Just as much as The New Love Center provides food, it also fills another critical need – companionship. Fox said that before the pandemic The Café would open at 8 a.m. for those who wished to enjoy a cup of coffee and conversation. She recalled a woman who came to the pantry who had recently lost her sister. They were able to provide food for her belly and a hug and prayer for her heart.
“I’ve worked with a number of nonprofits in my life and I have to say this has been the most rewarding thing I’ve ever done,” Fox said. “It has stretched me in ways I never thought I’d be stretched. Just talking to people and making connections with them. This is about people that we see everyday. [Whether it is] food insecurity or loss of a relative, you just don’t know what people are going through,” she added.
The New Love Center partners with the Central Pennsylvania Food Bank and relies on an estimated 800 volunteers to fill the necessary 1,000 hours per month to get the job done. Three part-time staff include an administrative assistant, custodian and cook. Each typically works 36 hours per week, but, according to Fox, the staff was easily working 80 to 90 hours a week because of the pandemic. Whatever it took for us to get the job done is what we did,” she said.
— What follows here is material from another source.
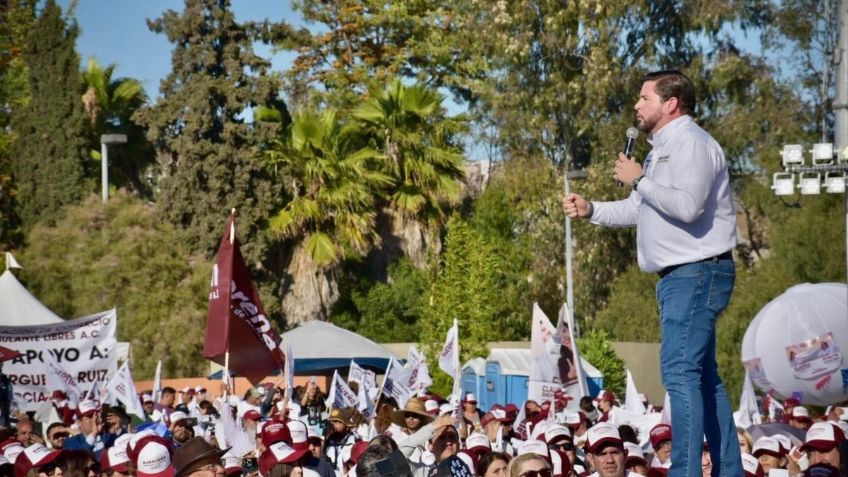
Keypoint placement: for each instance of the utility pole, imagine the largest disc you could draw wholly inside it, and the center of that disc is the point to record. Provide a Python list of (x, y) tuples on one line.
[(840, 57)]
In addition to The Café and food distribution centers, The New Love Center also offers the Military Shares program from 9 -11 a.m. on the third Thursday of the month at the American Legion, George W. Pepperman Post #36 Home Associations Inc.; the Backpack Program, which provides backpacks loaded with back-to-school items for about 400 students each year; an Elder Share program that provides an extra box of food for those older than 60; and the PB&J Program, which provides a jars of peanut butter and jelly along with a loaf of bread from 9 -11 a.m. and 4-6 p.m. on the Mondays between pantry distributions at St. John Evangelical Lutheran Church.
The operation currently runs out of four or five locations. They include St. John Evangelical Lutheran Church, where 24 refrigerators and freezers house food; a 40-foot freezer in a storage unit in Renovo; and Trinity United Methodist Church, where three or four freezers are located, among others.
“Our vision has always been to bring all those programs under one facility,” Fox said. “Somebody brought our attention to a four-acre plot of ground on Route 150, between Pine Creek [Veterinary Associates] and European Imports. We will start a capital campaign and we have a cabinet ready to work on that. We’re working with Lundy Construction and they have been outstanding to us. We will have The Café, a classroom where we’ll offer budget counseling and other programs, and all of our programs will come under one roof. We’re very excited about that.”
Fox said coordinators hope to have the land cleared by late August or early September, when a cookout will be held to thank the volunteers and announce the groundbreaking to the public.
The New Love Center’s mission statement is simple, “Where the love of Christ provides for all.” Fox said, “We’re driven by two things: The needs of our clients and the volunteers who so readily give up their time and serve this organization. Without our volunteers, we couldn’t do what we do. This is God’s ministry, not ours.”